O embate com Moraes expõe uma crise mais profunda: a crescente percepção de que o STF extrapola suas funções constitucionais, atuando como censor em vez de guardião da democracia. Em 2024, o Supremo determinou a remoção de 1.200 postagens na plataforma X, muitas sem justificativa pública, segundo relatório da própria rede social. Desde 2019, o STF conduz inquéritos sigilosos, como o das “fake news” (Inq. 4781), que já resultaram na suspensão de centenas de contas de apoiadores de Bolsonaro, jornalistas e políticos, sem transparência sobre os critérios. Esses inquéritos, iniciados sob a justificativa de proteger a Corte de “ataques à honra”, transformaram o STF em vítima, juiz e acusador simultaneamente, uma prática sem precedentes em democracias.
O caso de Rebelo não é isolado. Em 2021, o deputado Daniel Silveira foi preso por ordem de Moraes após críticas ao STF em um vídeo online, recebendo uma sentença de oito anos e nove meses, posteriormente anulada pelo indulto de Bolsonaro, que foi ignorado pelo tribunal. No mesmo ano, o ex-deputado Roberto Jefferson foi detido preventivamente por declarações contra a Corte, sendo solto condicionalmente, mas novamente preso após novos comentários. Em 2022, empresários como Luciano Hang, da Havan, tiveram sigilo quebrado por mensagens privadas em um grupo de WhatsApp, sob a acusação de “atos antidemocráticos”, apesar da ausência de provas concretas.
A suspensão da plataforma X no Brasil, em agosto de 2024, é outro exemplo do alcance do STF. Moraes ordenou o bloqueio após a recusa de Elon Musk em cumprir ordens judiciais para remover contas e pagar multas de R$ 28,6 milhões, justificando a medida como ‘defesa da democracia e da segurança pública’. A plataforma só voltou a operar em 9 de outubro, após cumprir as exigências, incluindo a nomeação de um representante legal no Brasil.
A ameaça de Moraes a Rebelo, relatada em diversos veículos de comunicação, gerou reações diversas, que classificaram o episódio como “coerção seletiva” e “intimidação judicial”, refletindo o sentimento de que o STF usa a lei para silenciar vozes dissidentes.
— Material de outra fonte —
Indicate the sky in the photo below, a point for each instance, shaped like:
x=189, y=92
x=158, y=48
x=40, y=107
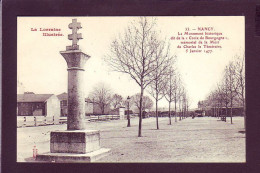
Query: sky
x=42, y=69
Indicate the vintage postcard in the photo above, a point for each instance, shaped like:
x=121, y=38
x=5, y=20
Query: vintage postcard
x=131, y=89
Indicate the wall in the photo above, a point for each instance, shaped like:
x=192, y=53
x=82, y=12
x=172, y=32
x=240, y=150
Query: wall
x=31, y=108
x=53, y=107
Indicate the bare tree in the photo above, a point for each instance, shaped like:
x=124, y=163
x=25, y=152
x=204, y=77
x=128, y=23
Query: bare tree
x=134, y=54
x=180, y=90
x=169, y=90
x=176, y=87
x=159, y=76
x=147, y=102
x=240, y=77
x=116, y=100
x=101, y=95
x=232, y=86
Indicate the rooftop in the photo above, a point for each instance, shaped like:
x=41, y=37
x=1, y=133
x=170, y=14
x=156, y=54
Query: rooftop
x=33, y=97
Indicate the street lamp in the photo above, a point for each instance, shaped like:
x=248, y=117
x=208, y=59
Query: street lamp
x=128, y=116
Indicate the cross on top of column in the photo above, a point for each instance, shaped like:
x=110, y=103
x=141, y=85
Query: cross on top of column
x=74, y=36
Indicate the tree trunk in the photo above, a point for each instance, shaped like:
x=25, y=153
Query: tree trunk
x=169, y=113
x=226, y=110
x=231, y=105
x=175, y=113
x=140, y=113
x=156, y=110
x=244, y=113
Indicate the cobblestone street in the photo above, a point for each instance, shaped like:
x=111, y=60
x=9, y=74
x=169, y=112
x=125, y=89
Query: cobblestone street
x=203, y=139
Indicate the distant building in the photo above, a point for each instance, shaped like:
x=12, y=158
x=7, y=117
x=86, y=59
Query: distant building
x=118, y=111
x=63, y=97
x=30, y=104
x=94, y=108
x=90, y=108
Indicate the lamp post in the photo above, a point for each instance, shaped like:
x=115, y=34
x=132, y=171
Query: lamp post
x=128, y=116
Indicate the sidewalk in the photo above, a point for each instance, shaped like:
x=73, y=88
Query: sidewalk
x=202, y=139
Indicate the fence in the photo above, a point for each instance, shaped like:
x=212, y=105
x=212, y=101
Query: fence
x=28, y=121
x=104, y=117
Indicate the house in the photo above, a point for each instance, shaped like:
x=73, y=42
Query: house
x=30, y=104
x=63, y=97
x=94, y=108
x=118, y=111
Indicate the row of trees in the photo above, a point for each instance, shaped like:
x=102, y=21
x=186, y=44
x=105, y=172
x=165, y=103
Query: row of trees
x=230, y=91
x=142, y=54
x=103, y=96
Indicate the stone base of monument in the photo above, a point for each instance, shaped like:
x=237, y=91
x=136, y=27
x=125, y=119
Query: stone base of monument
x=74, y=146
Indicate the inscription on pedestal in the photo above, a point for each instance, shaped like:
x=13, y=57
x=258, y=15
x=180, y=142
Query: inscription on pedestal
x=80, y=141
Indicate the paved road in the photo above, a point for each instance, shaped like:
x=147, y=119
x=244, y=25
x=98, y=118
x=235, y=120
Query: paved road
x=190, y=140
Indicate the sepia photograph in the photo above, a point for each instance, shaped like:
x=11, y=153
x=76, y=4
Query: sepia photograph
x=131, y=89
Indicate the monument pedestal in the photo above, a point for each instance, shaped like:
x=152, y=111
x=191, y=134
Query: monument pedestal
x=74, y=146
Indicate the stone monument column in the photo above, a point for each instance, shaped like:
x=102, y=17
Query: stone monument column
x=76, y=97
x=76, y=144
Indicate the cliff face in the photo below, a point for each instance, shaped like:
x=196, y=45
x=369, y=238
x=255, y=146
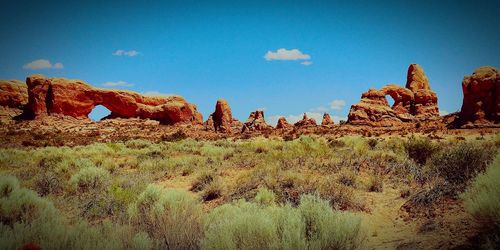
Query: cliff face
x=415, y=102
x=77, y=99
x=481, y=104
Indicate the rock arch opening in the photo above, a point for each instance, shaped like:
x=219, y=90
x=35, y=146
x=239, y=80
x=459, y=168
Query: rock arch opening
x=99, y=112
x=390, y=100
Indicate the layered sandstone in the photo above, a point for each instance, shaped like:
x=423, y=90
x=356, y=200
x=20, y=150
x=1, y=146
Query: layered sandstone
x=305, y=122
x=327, y=120
x=481, y=103
x=13, y=99
x=256, y=122
x=75, y=98
x=415, y=102
x=283, y=123
x=221, y=119
x=13, y=94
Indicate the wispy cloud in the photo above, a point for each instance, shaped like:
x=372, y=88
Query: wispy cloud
x=286, y=55
x=43, y=64
x=117, y=84
x=337, y=104
x=130, y=53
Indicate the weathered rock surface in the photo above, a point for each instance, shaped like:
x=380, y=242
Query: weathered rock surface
x=75, y=98
x=283, y=123
x=416, y=102
x=481, y=104
x=305, y=122
x=256, y=122
x=221, y=119
x=13, y=94
x=327, y=120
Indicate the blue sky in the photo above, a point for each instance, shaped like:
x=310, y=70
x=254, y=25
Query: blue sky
x=210, y=50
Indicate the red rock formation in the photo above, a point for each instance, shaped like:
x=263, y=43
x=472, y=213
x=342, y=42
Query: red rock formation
x=256, y=122
x=416, y=102
x=221, y=119
x=77, y=99
x=13, y=94
x=305, y=122
x=283, y=123
x=13, y=99
x=481, y=104
x=327, y=120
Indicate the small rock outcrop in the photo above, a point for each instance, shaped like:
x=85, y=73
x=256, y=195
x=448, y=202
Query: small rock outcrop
x=415, y=102
x=481, y=104
x=47, y=96
x=327, y=120
x=221, y=119
x=305, y=122
x=283, y=123
x=13, y=99
x=13, y=94
x=256, y=122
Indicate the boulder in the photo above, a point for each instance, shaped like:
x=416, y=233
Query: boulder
x=256, y=122
x=222, y=116
x=481, y=103
x=13, y=94
x=305, y=122
x=327, y=120
x=47, y=96
x=283, y=123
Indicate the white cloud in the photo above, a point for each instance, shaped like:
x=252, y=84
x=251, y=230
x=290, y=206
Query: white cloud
x=117, y=84
x=319, y=109
x=130, y=53
x=286, y=55
x=43, y=64
x=337, y=104
x=157, y=93
x=443, y=112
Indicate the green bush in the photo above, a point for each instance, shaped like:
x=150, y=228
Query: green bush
x=312, y=225
x=420, y=149
x=462, y=162
x=25, y=217
x=482, y=198
x=171, y=216
x=89, y=178
x=202, y=180
x=265, y=197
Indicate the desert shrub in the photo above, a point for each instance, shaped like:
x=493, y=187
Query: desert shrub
x=141, y=241
x=8, y=184
x=347, y=177
x=372, y=143
x=420, y=149
x=265, y=197
x=212, y=191
x=340, y=196
x=26, y=217
x=312, y=225
x=482, y=198
x=203, y=180
x=374, y=183
x=89, y=178
x=171, y=216
x=461, y=162
x=327, y=228
x=358, y=144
A Revista Oeste destacou que a acusação de censura, antes associada à direita, ganha peso com Rebelo, uma figura histórica da esquerda, sinalizando que o problema transcende ideologias.
Críticos apontam que o STF, sob a liderança de Moraes, ignora o artigo 5º da Constituição, que garante a liberdade de expressão e proíbe censura prévia, e o artigo 220, que veta restrições à manifestação do pensamento. Enquanto a Constituição brasileira protege a livre expressão, o STF impõe limites com base em interpretações amplas de “discurso de ódio” ou “ataques à democracia”, conceitos subjetivos que abrem espaço para abusos. Em 2019, a Transparência Internacional Brasil classificou o inquérito das fake news como “inconstitucional” por sua falta de transparência e por fundir os papéis de juiz e investigador.
A sociedade brasileira, cada vez mais alarmada, quer que o STF respeite os limites democráticos. A ameaça de prisão a Rebelo, um ex-ministro com vasta experiência, reforça a percepção de que o Supremo intimida quem ousa questioná-lo. Enquanto o governo Lula defende as ações da Corte como “defesa da democracia”, o que vemos é um Judiciário que silencia vozes, censura ideias e ameaça a liberdade de expressão. A luta de Rebelo no plenário do STF é um alerta: sem liberdade de opinião, a democracia brasileira corre o risco de se tornar uma fachada para o autoritarismo judicial.